From May 26 the new European GDPR law is supposed to protect our personal data, stored online and beyond. It took the loss of millions of personal data, and hundreds of hours in courts around the world to start the obvious: That ordinary citizens can protect their personal data from the big businesses that operate and prosper from the specific data.
How much is feasible?
GDPR For our sake
If 20 years ago talked about the impact of interconnection and data collection on the personal, social, and professional life of the world, we would call ourselves exaggerated and technological opponents.
Now that the tracking and identification of even our toaster is already a reality, the European GDPR law protects that we have not been protected for at least 20 years.
Do you think it will stop the thousands of calls that call us for promotional purposes? These phone calls come from personal data transfers or customer lists.
Google's advertising approach, of YouTube and Facebook was and is and no one knows how long it will continue to be an informal collection of personal data. The GDPR tells us what we already know, and once again asks us a little more formally for our express consent. What is different is the imposition of very high fines, which should have been the case for a very long time.
Violations
But the specific measure with the very high fines in case of non-compliance with the law, or in case of data leakage, will facilitate early warning from some company that was breached towards its customers?
To this day, it has been observed that companies that have been violated have kept the fact sealed in order not to tarnish their reputation. We usually got the information when it was too late, that is, after the data was leaked to the basements Forums.
Today, in addition to this, a very high fine was added for the inability to protect data, but also for the untimely reporting of the violation…
What do you think will happen?
Right to oblivion
Of course it is worth mentioning that it allows us to delete our data from a company list and supports the right to be forgotten…
Associate Professor of Law at AUTh, Ioannis Igleszakis present the conflicting opinions on the “right to be forgotten” introduced by the new General Data Protection Regulation.
Critics of the regulation question its necessity and take the view that it will be the biggest threat to freedom of speech on the internet in the years to come, while Justice Commissioner Viviane Reding, a commissioner for justice and vice-president of the European Commission, argues that it is a modest expansion the right to privacy.
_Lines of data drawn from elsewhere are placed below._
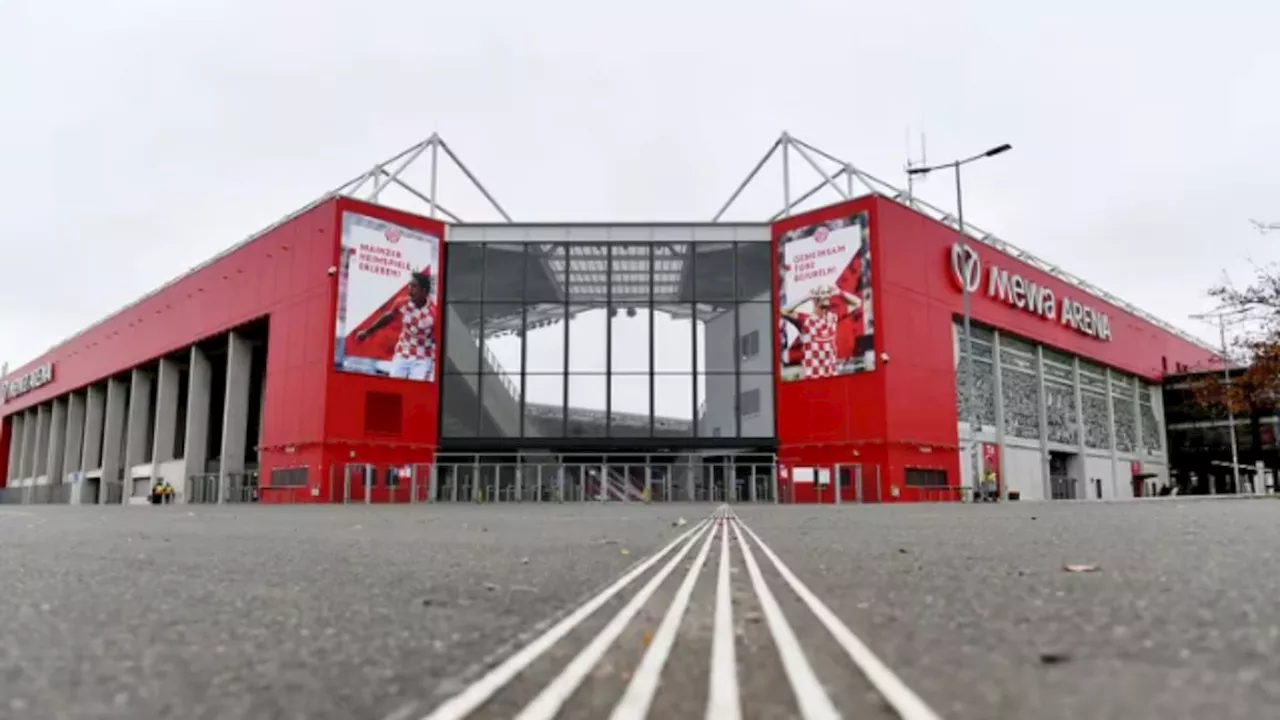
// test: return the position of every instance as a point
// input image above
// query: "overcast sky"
(141, 137)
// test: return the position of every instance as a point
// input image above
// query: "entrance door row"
(567, 482)
(471, 481)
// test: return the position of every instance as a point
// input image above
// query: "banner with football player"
(388, 285)
(824, 300)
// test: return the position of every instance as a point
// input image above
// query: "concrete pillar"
(56, 441)
(113, 437)
(42, 423)
(28, 445)
(138, 431)
(200, 383)
(167, 414)
(95, 417)
(240, 355)
(74, 434)
(16, 423)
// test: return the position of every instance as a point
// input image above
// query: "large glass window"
(714, 277)
(503, 272)
(464, 273)
(627, 337)
(754, 272)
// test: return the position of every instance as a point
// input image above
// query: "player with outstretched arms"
(415, 351)
(818, 328)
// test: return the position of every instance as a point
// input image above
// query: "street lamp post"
(968, 408)
(1226, 378)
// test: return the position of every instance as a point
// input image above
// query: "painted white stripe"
(813, 700)
(901, 698)
(479, 692)
(644, 684)
(548, 702)
(723, 701)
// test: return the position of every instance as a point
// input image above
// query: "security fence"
(533, 478)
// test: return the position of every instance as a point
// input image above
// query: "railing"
(37, 495)
(498, 369)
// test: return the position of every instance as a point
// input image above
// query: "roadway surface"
(412, 613)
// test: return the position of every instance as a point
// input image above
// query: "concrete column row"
(106, 425)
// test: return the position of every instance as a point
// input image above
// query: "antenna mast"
(910, 163)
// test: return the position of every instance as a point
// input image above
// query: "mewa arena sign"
(1025, 295)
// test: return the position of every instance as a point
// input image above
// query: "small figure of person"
(818, 329)
(415, 350)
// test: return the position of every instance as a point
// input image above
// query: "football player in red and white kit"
(818, 329)
(415, 351)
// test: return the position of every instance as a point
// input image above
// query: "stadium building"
(361, 352)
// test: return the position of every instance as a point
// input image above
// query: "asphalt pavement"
(959, 611)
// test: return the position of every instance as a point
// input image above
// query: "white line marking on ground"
(813, 700)
(723, 701)
(901, 698)
(479, 692)
(644, 684)
(553, 696)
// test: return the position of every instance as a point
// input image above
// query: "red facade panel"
(351, 436)
(5, 434)
(275, 276)
(903, 413)
(917, 269)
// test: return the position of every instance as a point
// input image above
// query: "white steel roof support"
(882, 188)
(382, 178)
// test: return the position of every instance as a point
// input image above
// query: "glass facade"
(620, 332)
(1114, 410)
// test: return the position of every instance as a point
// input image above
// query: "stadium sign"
(37, 377)
(1016, 291)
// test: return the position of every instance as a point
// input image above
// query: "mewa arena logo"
(965, 267)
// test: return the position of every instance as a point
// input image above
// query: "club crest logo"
(965, 268)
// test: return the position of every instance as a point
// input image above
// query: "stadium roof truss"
(586, 267)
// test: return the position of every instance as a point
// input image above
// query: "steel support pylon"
(848, 181)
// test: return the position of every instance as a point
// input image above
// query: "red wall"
(312, 414)
(830, 420)
(904, 413)
(915, 270)
(5, 432)
(346, 440)
(282, 274)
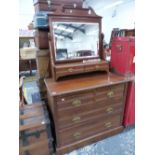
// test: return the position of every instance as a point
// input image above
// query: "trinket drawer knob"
(109, 110)
(76, 119)
(108, 124)
(110, 94)
(70, 70)
(77, 135)
(76, 103)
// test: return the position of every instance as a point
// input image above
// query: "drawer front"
(97, 67)
(110, 93)
(74, 100)
(69, 70)
(88, 129)
(77, 118)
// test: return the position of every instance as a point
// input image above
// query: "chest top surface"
(81, 83)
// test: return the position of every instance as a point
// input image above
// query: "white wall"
(123, 15)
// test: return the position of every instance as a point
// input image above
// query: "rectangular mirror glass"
(75, 40)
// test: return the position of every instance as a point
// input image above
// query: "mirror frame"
(87, 19)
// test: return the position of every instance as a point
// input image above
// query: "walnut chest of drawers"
(86, 109)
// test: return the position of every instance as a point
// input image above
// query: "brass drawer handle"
(108, 124)
(76, 103)
(76, 119)
(70, 70)
(97, 66)
(110, 94)
(77, 135)
(109, 110)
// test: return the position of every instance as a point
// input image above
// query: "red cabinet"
(122, 62)
(129, 113)
(122, 55)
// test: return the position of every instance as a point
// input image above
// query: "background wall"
(119, 16)
(26, 13)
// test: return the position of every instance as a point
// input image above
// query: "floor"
(120, 144)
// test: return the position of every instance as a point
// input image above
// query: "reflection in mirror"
(76, 40)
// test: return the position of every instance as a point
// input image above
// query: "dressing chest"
(86, 109)
(85, 100)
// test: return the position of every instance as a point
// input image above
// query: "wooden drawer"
(77, 118)
(97, 67)
(110, 92)
(69, 70)
(74, 100)
(88, 129)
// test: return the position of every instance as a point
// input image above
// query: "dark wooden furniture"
(43, 5)
(86, 109)
(35, 131)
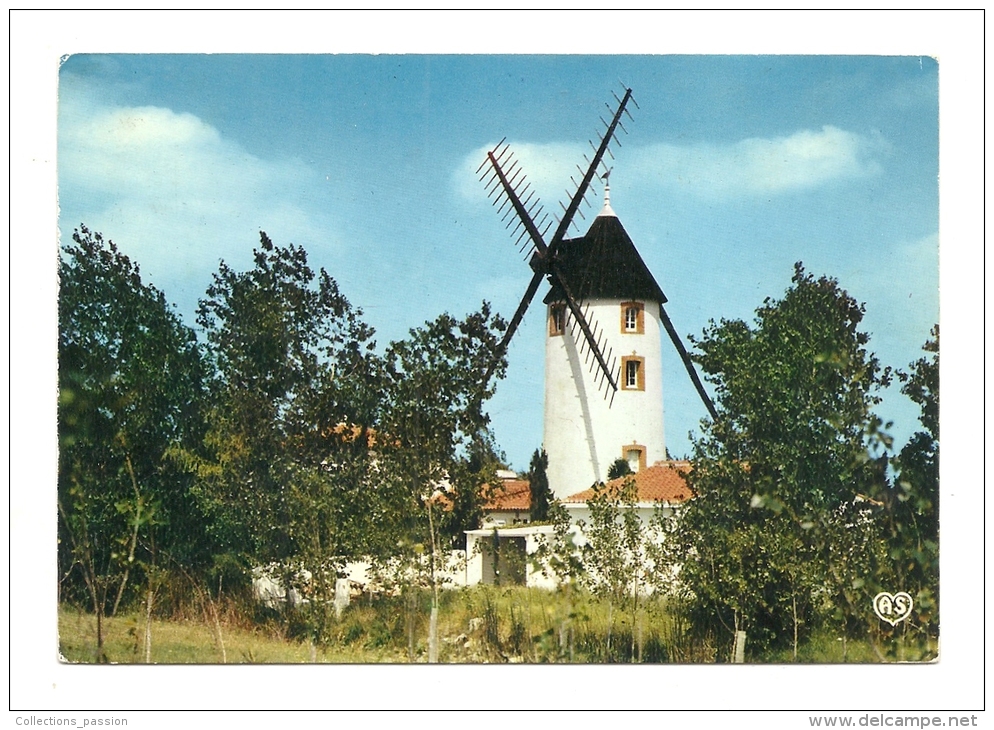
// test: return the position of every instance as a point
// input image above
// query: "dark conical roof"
(604, 264)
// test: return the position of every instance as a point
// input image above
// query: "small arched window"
(557, 319)
(632, 318)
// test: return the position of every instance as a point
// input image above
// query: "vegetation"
(286, 443)
(782, 536)
(477, 625)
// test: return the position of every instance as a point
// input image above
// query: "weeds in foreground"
(483, 624)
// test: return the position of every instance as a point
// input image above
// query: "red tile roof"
(509, 495)
(664, 481)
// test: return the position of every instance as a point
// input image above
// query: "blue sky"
(733, 168)
(254, 158)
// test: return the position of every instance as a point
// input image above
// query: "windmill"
(589, 278)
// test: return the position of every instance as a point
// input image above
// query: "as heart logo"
(893, 608)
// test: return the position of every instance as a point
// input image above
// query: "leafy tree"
(471, 479)
(619, 468)
(910, 515)
(288, 478)
(434, 416)
(131, 387)
(538, 482)
(777, 474)
(614, 554)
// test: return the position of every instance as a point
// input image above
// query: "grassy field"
(478, 625)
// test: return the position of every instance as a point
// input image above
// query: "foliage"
(538, 483)
(433, 412)
(131, 386)
(777, 475)
(434, 393)
(288, 479)
(471, 478)
(910, 508)
(619, 468)
(614, 553)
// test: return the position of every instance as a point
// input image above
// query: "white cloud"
(175, 194)
(758, 166)
(754, 166)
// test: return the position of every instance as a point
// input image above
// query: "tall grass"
(483, 624)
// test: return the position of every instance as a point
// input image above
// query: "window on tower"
(557, 319)
(632, 318)
(634, 454)
(632, 373)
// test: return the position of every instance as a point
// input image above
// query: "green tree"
(619, 468)
(614, 553)
(435, 391)
(776, 475)
(910, 514)
(131, 392)
(288, 478)
(538, 483)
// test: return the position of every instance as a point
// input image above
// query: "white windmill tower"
(603, 373)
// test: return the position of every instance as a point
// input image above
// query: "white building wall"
(584, 431)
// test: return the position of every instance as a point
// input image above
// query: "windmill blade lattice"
(510, 191)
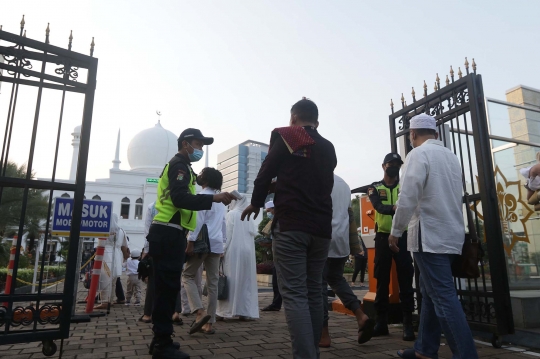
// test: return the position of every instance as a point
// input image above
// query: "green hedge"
(27, 274)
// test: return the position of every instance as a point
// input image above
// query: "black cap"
(392, 157)
(192, 134)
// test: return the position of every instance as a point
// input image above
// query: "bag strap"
(470, 221)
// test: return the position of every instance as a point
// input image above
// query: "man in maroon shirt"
(303, 162)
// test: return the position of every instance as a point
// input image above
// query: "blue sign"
(96, 217)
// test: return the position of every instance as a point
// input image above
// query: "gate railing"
(37, 68)
(458, 106)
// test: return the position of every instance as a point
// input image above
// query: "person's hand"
(224, 197)
(392, 243)
(249, 210)
(189, 248)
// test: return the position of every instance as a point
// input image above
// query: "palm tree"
(11, 205)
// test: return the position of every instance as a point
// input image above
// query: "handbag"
(466, 264)
(223, 288)
(202, 244)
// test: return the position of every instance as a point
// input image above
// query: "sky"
(234, 69)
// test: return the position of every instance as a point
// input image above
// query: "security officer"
(383, 195)
(176, 203)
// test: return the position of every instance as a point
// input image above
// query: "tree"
(11, 205)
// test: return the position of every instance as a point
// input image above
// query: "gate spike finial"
(92, 45)
(47, 31)
(70, 40)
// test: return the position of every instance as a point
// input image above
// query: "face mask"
(392, 171)
(196, 155)
(199, 181)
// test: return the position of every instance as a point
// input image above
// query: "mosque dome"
(151, 149)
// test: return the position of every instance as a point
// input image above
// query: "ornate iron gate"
(33, 67)
(462, 125)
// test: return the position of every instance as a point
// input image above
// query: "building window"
(138, 208)
(124, 208)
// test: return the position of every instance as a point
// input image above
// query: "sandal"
(366, 332)
(407, 354)
(197, 326)
(144, 320)
(211, 331)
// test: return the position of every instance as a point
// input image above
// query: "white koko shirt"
(341, 201)
(214, 219)
(430, 199)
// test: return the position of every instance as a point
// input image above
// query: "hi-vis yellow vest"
(389, 197)
(165, 206)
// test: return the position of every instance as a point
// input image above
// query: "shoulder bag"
(466, 264)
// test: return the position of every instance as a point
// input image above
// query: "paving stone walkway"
(121, 335)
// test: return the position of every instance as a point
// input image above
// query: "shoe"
(408, 331)
(270, 308)
(151, 347)
(381, 327)
(168, 351)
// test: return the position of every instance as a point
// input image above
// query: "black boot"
(381, 327)
(164, 349)
(408, 331)
(153, 343)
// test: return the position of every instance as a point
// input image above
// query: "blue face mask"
(196, 155)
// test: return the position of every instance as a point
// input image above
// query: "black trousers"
(150, 291)
(119, 290)
(167, 249)
(360, 266)
(277, 301)
(383, 267)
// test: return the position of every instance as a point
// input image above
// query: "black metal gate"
(460, 112)
(33, 72)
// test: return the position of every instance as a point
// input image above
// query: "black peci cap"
(192, 134)
(392, 157)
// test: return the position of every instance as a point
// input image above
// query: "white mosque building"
(131, 191)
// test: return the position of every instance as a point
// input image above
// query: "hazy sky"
(234, 68)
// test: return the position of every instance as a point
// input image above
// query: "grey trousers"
(211, 264)
(182, 303)
(333, 277)
(299, 259)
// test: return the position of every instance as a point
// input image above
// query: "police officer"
(383, 195)
(176, 203)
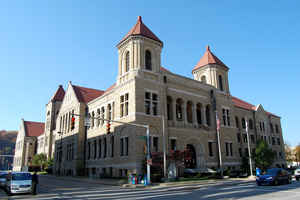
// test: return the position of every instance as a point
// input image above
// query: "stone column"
(184, 112)
(195, 120)
(174, 110)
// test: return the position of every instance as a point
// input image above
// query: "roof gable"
(86, 95)
(242, 104)
(59, 94)
(34, 129)
(209, 58)
(141, 29)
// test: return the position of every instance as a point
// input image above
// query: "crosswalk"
(109, 194)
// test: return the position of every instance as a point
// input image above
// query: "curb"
(88, 180)
(190, 183)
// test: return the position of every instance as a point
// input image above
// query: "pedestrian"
(35, 181)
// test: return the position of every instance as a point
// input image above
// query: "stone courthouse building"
(147, 93)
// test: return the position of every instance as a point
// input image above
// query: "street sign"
(149, 161)
(87, 121)
(142, 137)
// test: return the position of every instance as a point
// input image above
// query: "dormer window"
(221, 83)
(127, 62)
(148, 60)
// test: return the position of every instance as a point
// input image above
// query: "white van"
(18, 182)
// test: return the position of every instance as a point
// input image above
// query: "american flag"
(218, 122)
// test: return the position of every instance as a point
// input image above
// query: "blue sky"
(44, 44)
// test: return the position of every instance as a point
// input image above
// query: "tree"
(264, 156)
(40, 160)
(288, 153)
(297, 153)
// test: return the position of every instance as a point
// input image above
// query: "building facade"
(183, 110)
(26, 144)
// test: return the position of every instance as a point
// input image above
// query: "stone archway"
(198, 149)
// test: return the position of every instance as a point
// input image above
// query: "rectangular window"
(155, 144)
(105, 148)
(121, 146)
(124, 105)
(245, 138)
(210, 149)
(89, 150)
(112, 142)
(224, 117)
(227, 148)
(99, 148)
(252, 138)
(127, 146)
(239, 137)
(173, 144)
(102, 115)
(95, 149)
(151, 103)
(147, 102)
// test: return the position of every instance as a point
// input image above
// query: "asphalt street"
(53, 188)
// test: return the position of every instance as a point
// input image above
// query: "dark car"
(274, 176)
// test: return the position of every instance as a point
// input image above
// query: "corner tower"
(139, 53)
(211, 70)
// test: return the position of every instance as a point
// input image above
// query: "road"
(52, 188)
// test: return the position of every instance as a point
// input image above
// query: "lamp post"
(60, 151)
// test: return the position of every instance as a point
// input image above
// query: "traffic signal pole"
(132, 124)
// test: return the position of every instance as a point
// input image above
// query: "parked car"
(3, 179)
(18, 182)
(274, 176)
(297, 174)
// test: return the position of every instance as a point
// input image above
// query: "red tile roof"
(86, 95)
(209, 58)
(141, 29)
(34, 129)
(59, 94)
(242, 104)
(164, 69)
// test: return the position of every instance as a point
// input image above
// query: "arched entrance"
(190, 157)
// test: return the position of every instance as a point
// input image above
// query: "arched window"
(127, 61)
(203, 79)
(170, 108)
(221, 83)
(243, 123)
(148, 60)
(189, 111)
(207, 114)
(199, 115)
(179, 103)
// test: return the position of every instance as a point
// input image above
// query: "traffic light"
(108, 127)
(72, 122)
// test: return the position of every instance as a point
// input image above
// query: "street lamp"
(60, 151)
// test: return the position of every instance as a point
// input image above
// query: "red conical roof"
(209, 58)
(141, 29)
(59, 94)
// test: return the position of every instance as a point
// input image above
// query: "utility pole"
(164, 147)
(249, 150)
(128, 123)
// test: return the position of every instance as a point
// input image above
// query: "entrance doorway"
(190, 157)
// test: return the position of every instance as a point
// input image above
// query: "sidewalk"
(104, 181)
(122, 183)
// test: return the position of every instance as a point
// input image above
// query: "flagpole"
(249, 150)
(219, 144)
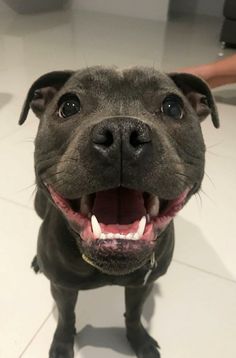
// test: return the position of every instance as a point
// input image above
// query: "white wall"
(147, 9)
(207, 7)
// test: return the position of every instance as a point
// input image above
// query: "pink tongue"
(119, 206)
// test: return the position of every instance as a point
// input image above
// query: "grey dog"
(117, 155)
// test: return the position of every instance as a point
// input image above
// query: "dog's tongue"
(118, 206)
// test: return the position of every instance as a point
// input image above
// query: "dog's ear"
(42, 91)
(199, 95)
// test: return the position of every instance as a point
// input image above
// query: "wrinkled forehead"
(110, 80)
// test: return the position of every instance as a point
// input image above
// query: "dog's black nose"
(126, 135)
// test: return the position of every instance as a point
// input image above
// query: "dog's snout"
(125, 135)
(103, 137)
(139, 136)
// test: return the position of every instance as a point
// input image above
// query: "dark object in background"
(35, 6)
(228, 32)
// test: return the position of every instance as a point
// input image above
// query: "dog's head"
(119, 153)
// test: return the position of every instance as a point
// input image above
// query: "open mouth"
(116, 229)
(119, 213)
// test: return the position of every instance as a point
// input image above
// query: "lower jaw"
(117, 256)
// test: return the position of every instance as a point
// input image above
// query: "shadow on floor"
(5, 98)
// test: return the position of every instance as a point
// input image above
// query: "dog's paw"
(61, 350)
(143, 345)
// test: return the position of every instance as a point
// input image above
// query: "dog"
(117, 155)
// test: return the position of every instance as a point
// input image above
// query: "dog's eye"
(172, 106)
(68, 106)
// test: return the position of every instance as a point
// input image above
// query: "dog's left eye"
(172, 106)
(69, 106)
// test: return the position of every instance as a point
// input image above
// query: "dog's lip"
(85, 226)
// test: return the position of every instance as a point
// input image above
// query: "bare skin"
(216, 74)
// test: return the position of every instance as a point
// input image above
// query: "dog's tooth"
(153, 206)
(141, 226)
(95, 226)
(136, 236)
(85, 204)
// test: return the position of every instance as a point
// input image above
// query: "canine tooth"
(95, 226)
(136, 236)
(141, 226)
(85, 204)
(153, 206)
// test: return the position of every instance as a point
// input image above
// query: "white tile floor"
(194, 305)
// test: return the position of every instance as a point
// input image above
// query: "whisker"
(210, 179)
(207, 195)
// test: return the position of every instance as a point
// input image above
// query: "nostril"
(134, 139)
(104, 139)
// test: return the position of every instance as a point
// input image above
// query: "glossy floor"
(192, 310)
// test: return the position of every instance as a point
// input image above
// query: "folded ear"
(199, 95)
(42, 91)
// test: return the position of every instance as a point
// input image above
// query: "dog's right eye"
(172, 106)
(68, 106)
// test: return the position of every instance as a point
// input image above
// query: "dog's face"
(119, 154)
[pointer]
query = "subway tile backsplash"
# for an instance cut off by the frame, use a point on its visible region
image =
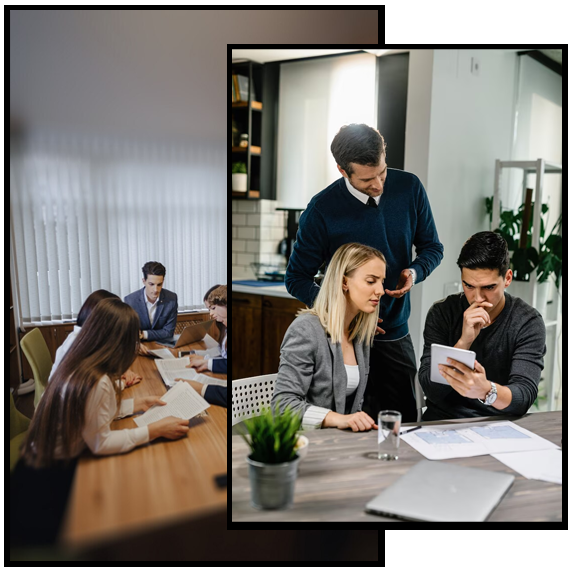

The good thing for now is that there seems to be a consensus that the "right to be forgotten" cannot lead to the erasure of history and turn modern society into a "society of lotus eaters", nor act as a pretext for imposing censorshipin cyberspace, on the contrary, however, the invocation of freedom of expression cannot be a justification for the preservation of absolute digital memory.
GDPR Questions
Naturally, the new law was created to make things better for the end user. Here are some questions:
For companies, things seem to be somewhat more complicated. All companies were and are required to keep their personal data in order not to leak.
Will GDPR be certified? Will it become another ISO, or HASP? Who will give it and at what price? The same applies, more or less, to intermediaries. Who certifies us the certification authority? Do all the data eventually end up in the "safe" tanks of a state-owned data protection authority?
Reminds you of George Orwell's 1984?